I used R Studio to create a package using these two sites as guides:
https://support.rstudio.com/hc/en-us/articles/200486488-Developing-Packages-with-RStudio https://www.r-bloggers.com/building-a-package-in-rstudio-is-actually-very-easy/
The only modification is when I created the package using R Studio I used the option to create an R package with Rcpp.
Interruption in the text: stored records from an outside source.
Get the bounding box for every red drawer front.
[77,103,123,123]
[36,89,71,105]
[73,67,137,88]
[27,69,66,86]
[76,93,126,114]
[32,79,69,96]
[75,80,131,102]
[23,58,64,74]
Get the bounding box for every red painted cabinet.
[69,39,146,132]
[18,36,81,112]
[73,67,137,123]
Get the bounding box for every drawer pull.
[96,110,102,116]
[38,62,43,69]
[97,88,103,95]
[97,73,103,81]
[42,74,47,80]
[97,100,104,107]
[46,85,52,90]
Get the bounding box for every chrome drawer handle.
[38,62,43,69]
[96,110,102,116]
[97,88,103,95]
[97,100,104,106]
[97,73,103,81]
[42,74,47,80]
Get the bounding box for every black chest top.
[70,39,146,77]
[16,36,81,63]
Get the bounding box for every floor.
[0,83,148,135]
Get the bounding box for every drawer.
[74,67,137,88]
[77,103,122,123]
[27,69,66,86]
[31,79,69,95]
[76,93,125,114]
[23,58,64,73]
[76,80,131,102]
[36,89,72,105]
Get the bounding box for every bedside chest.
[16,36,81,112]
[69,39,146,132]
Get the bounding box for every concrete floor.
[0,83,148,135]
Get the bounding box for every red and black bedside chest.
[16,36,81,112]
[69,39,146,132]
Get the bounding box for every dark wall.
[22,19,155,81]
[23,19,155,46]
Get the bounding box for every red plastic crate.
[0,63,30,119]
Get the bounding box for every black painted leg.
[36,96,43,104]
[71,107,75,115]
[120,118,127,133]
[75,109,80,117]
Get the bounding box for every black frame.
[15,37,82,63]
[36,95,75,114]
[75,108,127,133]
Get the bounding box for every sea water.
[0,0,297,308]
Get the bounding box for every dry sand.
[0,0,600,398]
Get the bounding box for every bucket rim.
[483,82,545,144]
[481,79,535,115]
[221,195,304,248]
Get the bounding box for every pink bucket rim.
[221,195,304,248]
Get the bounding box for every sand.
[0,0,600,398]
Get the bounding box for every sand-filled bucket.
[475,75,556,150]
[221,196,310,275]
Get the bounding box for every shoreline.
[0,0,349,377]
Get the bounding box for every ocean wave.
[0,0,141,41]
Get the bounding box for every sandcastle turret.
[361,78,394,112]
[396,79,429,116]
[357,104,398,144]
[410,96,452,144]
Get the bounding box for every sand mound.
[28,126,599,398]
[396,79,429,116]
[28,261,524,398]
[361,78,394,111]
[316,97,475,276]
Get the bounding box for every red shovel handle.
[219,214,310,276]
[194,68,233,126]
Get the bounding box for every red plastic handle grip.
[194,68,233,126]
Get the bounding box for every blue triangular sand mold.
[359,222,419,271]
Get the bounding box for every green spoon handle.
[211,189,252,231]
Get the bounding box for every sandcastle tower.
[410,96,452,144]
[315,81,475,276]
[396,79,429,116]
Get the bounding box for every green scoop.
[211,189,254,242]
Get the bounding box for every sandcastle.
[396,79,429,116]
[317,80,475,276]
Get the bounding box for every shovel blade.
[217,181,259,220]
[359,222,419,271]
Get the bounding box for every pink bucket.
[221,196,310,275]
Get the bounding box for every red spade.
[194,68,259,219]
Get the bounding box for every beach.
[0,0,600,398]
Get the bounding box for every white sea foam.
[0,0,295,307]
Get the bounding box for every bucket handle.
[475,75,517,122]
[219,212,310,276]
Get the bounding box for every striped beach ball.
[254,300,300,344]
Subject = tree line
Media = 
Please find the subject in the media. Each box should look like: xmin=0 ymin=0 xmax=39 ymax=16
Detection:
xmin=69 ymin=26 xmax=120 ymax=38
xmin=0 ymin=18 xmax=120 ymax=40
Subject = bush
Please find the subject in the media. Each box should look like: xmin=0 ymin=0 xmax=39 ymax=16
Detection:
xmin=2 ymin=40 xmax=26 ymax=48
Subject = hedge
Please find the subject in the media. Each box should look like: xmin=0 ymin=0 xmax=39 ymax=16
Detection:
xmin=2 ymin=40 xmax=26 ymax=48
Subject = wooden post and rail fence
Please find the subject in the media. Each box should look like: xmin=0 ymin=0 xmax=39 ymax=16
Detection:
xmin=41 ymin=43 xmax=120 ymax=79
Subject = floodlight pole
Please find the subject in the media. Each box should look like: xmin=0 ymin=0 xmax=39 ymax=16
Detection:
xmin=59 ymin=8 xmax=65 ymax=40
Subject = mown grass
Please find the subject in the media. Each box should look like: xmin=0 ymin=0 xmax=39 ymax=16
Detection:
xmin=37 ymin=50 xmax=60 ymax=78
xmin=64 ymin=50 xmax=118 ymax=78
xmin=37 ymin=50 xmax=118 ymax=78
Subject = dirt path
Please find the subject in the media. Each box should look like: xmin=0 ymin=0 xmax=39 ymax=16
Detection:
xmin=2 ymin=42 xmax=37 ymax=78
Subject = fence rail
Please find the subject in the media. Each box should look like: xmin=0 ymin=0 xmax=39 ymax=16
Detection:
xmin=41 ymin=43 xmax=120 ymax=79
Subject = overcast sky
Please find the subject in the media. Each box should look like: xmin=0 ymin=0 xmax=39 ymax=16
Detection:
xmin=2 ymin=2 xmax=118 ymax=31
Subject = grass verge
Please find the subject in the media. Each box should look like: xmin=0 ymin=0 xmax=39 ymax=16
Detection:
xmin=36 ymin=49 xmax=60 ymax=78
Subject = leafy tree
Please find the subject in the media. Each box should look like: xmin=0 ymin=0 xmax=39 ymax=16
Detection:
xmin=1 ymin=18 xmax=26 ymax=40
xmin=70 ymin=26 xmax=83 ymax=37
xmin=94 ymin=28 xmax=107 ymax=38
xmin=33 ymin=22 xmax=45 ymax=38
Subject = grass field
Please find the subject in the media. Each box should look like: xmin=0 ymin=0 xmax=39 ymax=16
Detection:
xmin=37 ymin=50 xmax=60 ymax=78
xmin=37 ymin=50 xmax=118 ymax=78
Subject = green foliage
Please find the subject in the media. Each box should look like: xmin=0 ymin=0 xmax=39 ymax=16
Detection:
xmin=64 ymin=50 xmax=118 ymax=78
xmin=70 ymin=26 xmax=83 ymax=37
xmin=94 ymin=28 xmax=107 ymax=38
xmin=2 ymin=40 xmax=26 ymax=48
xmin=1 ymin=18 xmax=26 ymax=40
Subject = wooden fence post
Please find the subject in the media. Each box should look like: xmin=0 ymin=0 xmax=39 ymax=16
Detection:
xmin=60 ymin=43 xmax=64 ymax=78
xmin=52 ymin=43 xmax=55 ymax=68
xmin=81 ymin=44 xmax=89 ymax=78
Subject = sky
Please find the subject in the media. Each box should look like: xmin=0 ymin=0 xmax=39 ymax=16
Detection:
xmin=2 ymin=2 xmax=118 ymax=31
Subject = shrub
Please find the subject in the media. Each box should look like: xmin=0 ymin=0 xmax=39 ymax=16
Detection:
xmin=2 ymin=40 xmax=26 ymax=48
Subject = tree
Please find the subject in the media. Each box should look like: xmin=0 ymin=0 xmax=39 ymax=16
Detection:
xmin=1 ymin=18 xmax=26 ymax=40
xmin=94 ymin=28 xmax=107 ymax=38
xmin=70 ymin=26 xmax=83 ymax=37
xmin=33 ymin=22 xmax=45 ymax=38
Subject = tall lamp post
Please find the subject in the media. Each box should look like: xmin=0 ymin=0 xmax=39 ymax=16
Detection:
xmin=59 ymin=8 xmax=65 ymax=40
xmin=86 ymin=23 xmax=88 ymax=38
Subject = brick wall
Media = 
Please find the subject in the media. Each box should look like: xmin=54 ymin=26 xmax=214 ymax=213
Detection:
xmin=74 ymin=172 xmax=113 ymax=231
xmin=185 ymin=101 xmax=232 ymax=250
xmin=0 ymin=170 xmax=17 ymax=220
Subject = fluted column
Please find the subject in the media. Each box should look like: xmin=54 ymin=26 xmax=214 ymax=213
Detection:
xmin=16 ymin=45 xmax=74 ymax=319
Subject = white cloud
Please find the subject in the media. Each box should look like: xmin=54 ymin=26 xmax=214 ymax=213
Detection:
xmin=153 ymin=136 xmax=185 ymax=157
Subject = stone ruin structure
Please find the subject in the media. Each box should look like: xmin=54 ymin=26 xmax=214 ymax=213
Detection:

One of the functions in the package is the following:
GenerateSims = function(num.sim, alpha0, alpha1, beta1, gamma1, delta, n.sim, covariates, burnin, type)
{
print("In GenerateSims")
sims = mclapply(1:num.sim, function(z) {
GenerateData(alpha0, alpha1, beta1, gamma1, delta, n.sim, covariates, burnin, type)
},
mc.cores = 35)
print("Leaving GenerateSims...")
return(sims)
}
When mc.cores = 1
it runs fine. When I set mc.cores to something other than 1 the console prints out "In GenerateSims" but stops there as if it's in an infinite loop.
The function GenerateData only uses one function from a non base package gamlss.dist::rDPO
.
My DESCRIPTION file is as follows (not sure if this helps identify the issue or not):
Package: Summer2017Package
Type: Package
Title: What the Package Does (Title Case)
Version: 0.1.0
Author: Who wrote it
Maintainer: The package maintainer <yourself@somewhere.net>
Description: More about what it does (maybe more than one line)
Use four spaces when indenting paragraphs within the Description.
License: What license is it under?
Encoding: UTF-8
LazyData: true
Imports: Rcpp (>= 0.12.9), gamlss.dist, parallel, moments, stats
LinkingTo: Rcpp
EDIT: I am running this on a machine running Debian.
So I figured out that within the GenerateData function there was a print statement. I got rid of this and it fixed my issue. I also came across this post, Printing from mclapply in R Studio, that mentioned this isn't an issue when running an R script from the command line. So that's an easier fix than getting rid of my print statements.